One of the major components inside of our laser printer is this imaging drum. This is a photosensitive drum that the laser is effectively painting the image onto, as it cycles through in the printer. As this imaging drum spins around, it’s also picking up toner, and that toner is then transferred to the paper that will ultimately display our image. This imaging drum might be separate from the toner cartridge, like the one that you see here on my laser printer. Or it might be combined with the toner cartridge, so that every time you’re swapping out the toner cartridge, you’re also swapping out the imaging drum.

Here’s a bigger view of my laser printer. You can see that the imaging drum is right here in the middle. The toner is up in the higher part of the printer, and there’s a mechanism to pull the paper down from the bottom. You normally don’t want to expose your imaging drum to light like this. The only reason you would do this is if you needed to get into the back of the printer to replace it. The toner that’s inside of our laser printers does not stick to paper and stay there by itself. We have to melt these tiny toner particles to the paper, and press them onto the paper with heat. This is something that is handled through the fuser assembling.

This fuser assembly is a device that gets pretty warm inside of our printer, and it’s applying both the pressure and applying the heat at the same time, to make sure that toner sticks to the paper permanently. Here’s the back of my laser printer. You can see the fusing assembly is right here. The paper is coming out of the back, and it’s going towards the top of the printer, to the output tray. But it has to pass by this fuser assembly to apply that heat and that pressure, to permanently affix those toner particles to the paper.

If you have a color laser printer, these are usually using four different colors: the cyan, the yellow, the magenta, and the black, to be able to produce the vibrant colors that you see on your laser printer output. This means that we have to have four separate toner cartridges, and so we have to have some way to take all of the toner from all of those different cartridges, and have them all show up on the same place. And we do that with a transfer belt and roller. We take the image that we’re printing from all of those colors of the toner cartridges, and we put them all transferred to this single belt. This belt is then going to transfer the image onto the paper itself. It’s a very easy way to get all of these different colors to one central place, so that we can get output on our paper.
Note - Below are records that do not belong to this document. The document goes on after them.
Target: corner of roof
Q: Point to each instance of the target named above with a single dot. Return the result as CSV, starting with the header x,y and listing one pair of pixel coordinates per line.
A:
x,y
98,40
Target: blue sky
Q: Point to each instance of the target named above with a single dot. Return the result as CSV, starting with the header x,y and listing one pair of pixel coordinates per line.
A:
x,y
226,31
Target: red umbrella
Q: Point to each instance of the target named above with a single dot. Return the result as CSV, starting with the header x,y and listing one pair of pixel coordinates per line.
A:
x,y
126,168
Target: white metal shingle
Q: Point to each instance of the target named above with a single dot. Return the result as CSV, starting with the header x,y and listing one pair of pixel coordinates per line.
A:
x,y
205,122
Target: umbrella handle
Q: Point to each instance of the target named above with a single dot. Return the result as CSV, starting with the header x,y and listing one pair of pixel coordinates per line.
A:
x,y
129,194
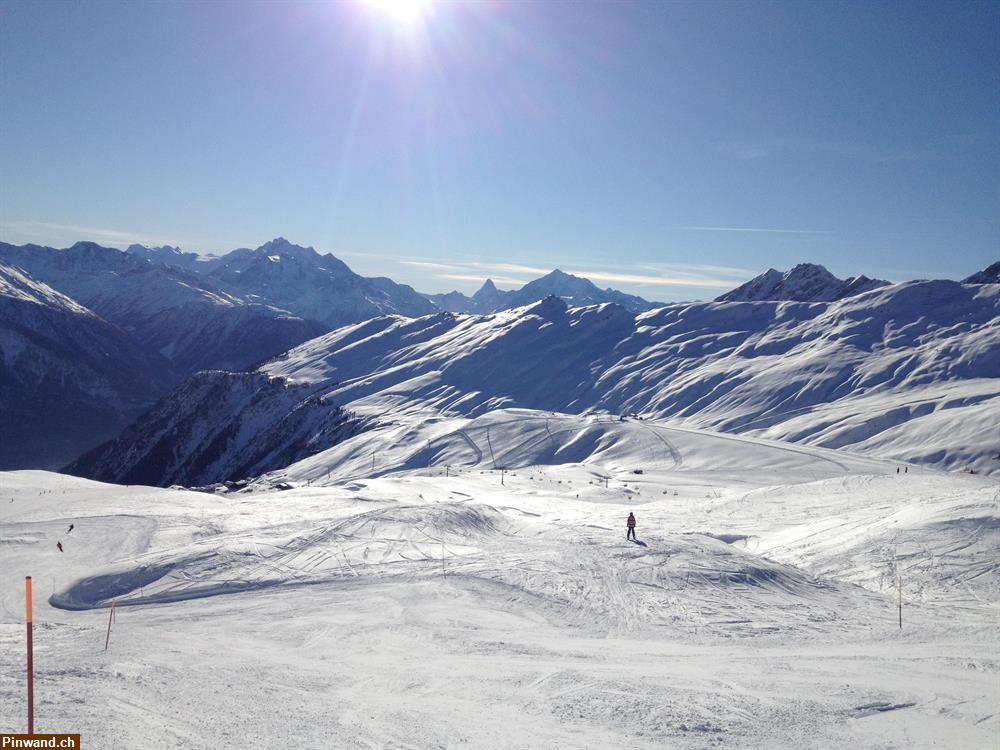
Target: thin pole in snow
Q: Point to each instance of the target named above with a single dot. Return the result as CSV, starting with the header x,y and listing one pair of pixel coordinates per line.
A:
x,y
900,602
111,615
31,655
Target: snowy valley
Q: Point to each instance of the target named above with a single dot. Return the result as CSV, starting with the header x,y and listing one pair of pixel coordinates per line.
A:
x,y
371,534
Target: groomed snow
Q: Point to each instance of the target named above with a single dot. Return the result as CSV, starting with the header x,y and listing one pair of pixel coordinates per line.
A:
x,y
424,604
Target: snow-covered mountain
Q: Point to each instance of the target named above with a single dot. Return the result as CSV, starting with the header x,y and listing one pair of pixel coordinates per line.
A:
x,y
575,291
221,425
314,286
486,300
989,275
909,371
165,255
191,319
68,379
806,282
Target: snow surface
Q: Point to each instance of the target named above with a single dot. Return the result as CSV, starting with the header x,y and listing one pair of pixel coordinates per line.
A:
x,y
451,581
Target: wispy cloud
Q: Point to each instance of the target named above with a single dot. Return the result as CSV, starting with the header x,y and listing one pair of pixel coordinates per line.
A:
x,y
750,151
696,269
757,229
510,268
429,264
65,234
71,232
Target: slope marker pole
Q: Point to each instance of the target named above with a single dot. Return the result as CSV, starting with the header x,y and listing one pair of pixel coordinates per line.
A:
x,y
900,602
111,615
31,656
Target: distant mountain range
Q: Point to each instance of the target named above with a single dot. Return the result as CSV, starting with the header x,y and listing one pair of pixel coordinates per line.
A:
x,y
904,370
68,379
806,282
573,290
92,335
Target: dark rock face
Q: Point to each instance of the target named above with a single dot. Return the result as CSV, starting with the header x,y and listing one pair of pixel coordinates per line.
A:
x,y
807,282
220,426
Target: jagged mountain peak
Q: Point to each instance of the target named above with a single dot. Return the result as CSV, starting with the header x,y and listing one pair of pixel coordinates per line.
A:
x,y
280,244
804,282
989,275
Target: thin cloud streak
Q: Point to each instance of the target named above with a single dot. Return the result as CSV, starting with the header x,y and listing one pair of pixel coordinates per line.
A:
x,y
629,278
758,229
510,267
428,264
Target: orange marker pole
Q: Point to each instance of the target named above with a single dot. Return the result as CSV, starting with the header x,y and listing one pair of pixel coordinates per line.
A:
x,y
31,656
111,615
The paper is pulled through the printer using these pickup rollers. You can see there’s pickup rollers here, in the center of the picture. These pickup rollers should pick a single page at a time, and send it all the way through the printer. If the paper is coming through multiple sheets at a time, or it’s jamming because it’s not able to pull the paper properly, them we may want to clean the rollers or make sure we can replace the rollers, so they’re able to work optimally. Here’s a close-up of the pickup rollers. They’re usually a rubbery substance, and they have some resistance to them, so that they’re able to grab that paper and send it through the printer.

If you look on the paper tray of your laser printer, there is probably a separation pad right where the paper is going into the printer. It’s the job of the separation pad to pull just the top sheet of paper from the stack of paper that’s in your paper tray, and send that through the printer. You don’t want multiple sheets going through the laser printer when you’re trying to print. Fortunately, the separation pad is relatively inexpensive. So if you’re having problems with the separation pad, or it’s getting worn out, it’s a very easy and inexpensive thing to replace.

Most of the commercial laser printers that we have in our offices will print on one side of the page, and one side only. There’s not two printing mechanisms inside of the printer, to print on both sides. So to be able to do that, we use a duplexing assembly inside of the printer that does allow us to print on both sides of the paper. Its job is usually send the paper through, and then to flip the paper over inside the printer, so that it can then print on the other side of the paper. Usually, it is using a mechanism like this that is able to flip the paper over, and send it back through the printing mechanism. This could be something that is built into the printer, comes as a feature of the printer itself, or it may be something that you can add on to the printer at a later time.

This is a view of the duplexing assembly inside of my laser printer. It’s built into the bottom of the paper tray. So it sends through the paper, and it flips it over by sending it through and flipping it back onto the paper feed. If we were to cut a laser printer in half and look at it from the side, we’d have a view that looks something like this, as the paper is going through the printer. The first step when laser printing is called the processing. This is where we’re taking the entire page that’s to be printed, and constructing it in the memory of the printer. The printer does not move until the entire processing phase is complete.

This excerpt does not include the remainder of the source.